Le transperceneige 6. Extinctions Acte 2

L e plan des Apocalypsters a fonctionné au-delà de toutes espérances. La conjonction des sabotages infligés aux centrales nucléaires et des particules disséminées dans la haute atmosphère ont initié une chute dramatique de la température à la surface du globe. Le monde se transforme lentement en piège glacé. Les éco-fanatiques, menés par Marcio, se confinent dans leur arche : un silo aménagé qui leur permettra d'attendre que les effets du cataclysme qu'ils ont engendré s'estompent. Ils pourront ensuite repeupler une Terre purifiée. Mais, rapidement, le fanatisme de leur leader le pousse à tout remettre en cause.

De son côté, le Transperceneige du milliardaire Zheng a entamé la tournée de ses points de rendez-vous pour embarquer les détenteurs d'un billet. Mais au fur et à mesure des étapes, l'initiateur de ce projet fou d'arche roulante voit son utopie s'effriter devant ses yeux. Au dehors, c'est une cohue indescriptible, empêchant l'accès aux wagons. Et, déjà, parmi les passagers, des voix s'élèvent pour remettre en cause le modèle de fonctionnement strictement égalitaire mis en place dans le train. D'étape en étape, il faut adapter le trajet pour éviter des zones déjà mortes. Cela complique encore la tâche de ceux qui tentent rejoindre le convoi. Parmi eux, Jimmy et son père qui essayent de rallier le prochain arrêt, traversant des Etats-Unis dévastés où la barbarie refait surface.

Ce deuxième acte des origines du Transperceneige explore les derniers soubresauts de l'Humanité. L'effondrement est en cours et rien ne semble pouvoir l'arrêter. L'univers initialement imaginé par Jacques Lob n'a jamais été optimiste.
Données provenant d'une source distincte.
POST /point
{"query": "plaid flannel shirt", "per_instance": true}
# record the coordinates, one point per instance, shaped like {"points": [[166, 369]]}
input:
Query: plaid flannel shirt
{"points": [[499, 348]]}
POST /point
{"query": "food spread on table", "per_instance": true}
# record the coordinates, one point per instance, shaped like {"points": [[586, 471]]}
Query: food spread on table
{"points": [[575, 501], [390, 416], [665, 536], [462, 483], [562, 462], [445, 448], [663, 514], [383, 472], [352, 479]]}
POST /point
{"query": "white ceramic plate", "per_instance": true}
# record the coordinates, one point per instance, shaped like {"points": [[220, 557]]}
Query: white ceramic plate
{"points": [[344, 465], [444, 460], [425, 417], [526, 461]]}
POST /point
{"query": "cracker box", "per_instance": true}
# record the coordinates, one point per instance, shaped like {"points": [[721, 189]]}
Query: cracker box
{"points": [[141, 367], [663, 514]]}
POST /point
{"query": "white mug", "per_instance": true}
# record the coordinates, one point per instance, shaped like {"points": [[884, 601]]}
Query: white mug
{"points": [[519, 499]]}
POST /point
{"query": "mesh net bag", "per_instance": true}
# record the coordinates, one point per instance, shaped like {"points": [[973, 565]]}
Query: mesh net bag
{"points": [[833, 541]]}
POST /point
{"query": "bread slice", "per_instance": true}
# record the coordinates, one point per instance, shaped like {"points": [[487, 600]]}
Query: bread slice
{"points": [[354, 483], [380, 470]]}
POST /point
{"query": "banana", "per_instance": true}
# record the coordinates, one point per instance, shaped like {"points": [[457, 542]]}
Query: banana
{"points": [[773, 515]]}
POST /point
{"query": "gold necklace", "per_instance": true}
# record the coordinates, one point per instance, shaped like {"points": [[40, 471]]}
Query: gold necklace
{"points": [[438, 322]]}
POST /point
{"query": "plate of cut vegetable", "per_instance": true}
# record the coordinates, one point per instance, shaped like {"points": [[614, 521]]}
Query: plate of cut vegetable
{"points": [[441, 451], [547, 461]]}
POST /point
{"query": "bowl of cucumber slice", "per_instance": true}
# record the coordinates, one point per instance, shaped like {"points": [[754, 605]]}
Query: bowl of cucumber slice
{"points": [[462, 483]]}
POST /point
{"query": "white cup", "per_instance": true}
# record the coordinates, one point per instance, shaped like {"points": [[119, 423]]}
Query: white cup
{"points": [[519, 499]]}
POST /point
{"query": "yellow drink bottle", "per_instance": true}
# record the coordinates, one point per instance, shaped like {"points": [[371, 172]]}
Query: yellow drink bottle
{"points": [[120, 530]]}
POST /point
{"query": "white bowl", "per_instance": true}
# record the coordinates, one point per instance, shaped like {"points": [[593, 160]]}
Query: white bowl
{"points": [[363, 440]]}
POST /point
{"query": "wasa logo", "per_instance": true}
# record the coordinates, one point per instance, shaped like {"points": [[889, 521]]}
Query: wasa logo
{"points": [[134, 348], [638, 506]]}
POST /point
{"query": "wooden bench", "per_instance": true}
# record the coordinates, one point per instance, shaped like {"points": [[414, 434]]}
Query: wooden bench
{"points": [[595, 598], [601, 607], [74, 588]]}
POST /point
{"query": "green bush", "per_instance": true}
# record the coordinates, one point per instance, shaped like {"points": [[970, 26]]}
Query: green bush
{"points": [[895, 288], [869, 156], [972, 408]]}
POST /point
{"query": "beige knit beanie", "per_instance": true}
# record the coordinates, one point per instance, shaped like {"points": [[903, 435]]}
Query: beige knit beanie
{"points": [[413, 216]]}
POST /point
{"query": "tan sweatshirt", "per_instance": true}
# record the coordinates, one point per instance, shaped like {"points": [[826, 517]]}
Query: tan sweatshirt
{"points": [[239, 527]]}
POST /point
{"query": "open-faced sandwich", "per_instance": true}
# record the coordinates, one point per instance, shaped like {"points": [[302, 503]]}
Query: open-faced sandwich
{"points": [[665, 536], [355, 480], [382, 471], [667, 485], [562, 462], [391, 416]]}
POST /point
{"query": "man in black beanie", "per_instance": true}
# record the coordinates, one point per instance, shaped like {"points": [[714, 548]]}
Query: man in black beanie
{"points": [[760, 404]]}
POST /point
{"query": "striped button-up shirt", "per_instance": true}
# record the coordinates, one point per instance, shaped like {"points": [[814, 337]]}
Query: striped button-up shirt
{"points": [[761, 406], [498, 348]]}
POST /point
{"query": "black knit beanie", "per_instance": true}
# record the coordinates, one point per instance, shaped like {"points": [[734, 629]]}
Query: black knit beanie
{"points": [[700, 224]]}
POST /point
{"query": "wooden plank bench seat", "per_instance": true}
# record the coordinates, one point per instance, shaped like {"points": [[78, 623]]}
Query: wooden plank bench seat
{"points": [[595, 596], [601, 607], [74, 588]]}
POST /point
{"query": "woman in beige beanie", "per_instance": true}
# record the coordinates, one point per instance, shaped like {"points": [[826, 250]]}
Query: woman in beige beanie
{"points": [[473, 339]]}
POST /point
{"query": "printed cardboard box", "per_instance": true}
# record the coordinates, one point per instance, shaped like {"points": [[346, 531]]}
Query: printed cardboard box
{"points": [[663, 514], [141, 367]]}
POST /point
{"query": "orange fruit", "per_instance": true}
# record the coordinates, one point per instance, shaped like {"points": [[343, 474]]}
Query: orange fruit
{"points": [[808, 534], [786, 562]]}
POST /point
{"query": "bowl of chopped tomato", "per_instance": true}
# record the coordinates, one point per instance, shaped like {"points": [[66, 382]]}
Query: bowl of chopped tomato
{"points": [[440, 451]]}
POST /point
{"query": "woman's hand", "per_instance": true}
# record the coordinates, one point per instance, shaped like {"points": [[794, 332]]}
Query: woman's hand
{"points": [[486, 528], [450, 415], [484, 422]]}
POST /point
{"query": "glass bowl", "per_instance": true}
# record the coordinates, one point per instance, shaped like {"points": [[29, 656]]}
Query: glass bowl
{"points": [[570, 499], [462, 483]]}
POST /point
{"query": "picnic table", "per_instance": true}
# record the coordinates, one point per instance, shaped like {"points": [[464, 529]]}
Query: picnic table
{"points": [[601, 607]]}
Le récit originel était plutôt une fable sociale qui utilisait le contexte du convoi ferroviaire traçant sa route sans autre but que de continuer à avancer, coûte que coûte, pour servir de révélateur aux maux de la société. Ce préquel n'a plus besoin de ce prétexte et s'ancre indubitablement dans la réalité. Nous sommes passés de la dystopie à l'anticipation. Ce n'est pas encourageant. La noirceur n'a jamais été aussi présente que dans ce dernier cycle. L'état du monde n'inspire lui-même pas beaucoup d'espoir et ces planches entrent étrangement en résonance avec l'actualité.

Au fil des pages, les auteurs décrivent un monde agonisant. Les trois arcs narratifs sont habilement menés, portés par le dessin incisif de Rochette. Les couleurs de José Villarrubia accentuent encore l'aspect mortifère de cette lente marche vers la mort. Il faut aussi noter que le scénario commence à intégrer des éléments suggérés dans l'album fondateur de 1982. Il est dès lors évident que l'ultime épisode sera encore plus sombre. Avec Extinctions, Rochette boucle le périple entamé il y a près de quarante ans et force est de constater que l'univers qu'il a développé depuis L'échappé est d'une cohérence remarquable. Il compose une fresque magistrale.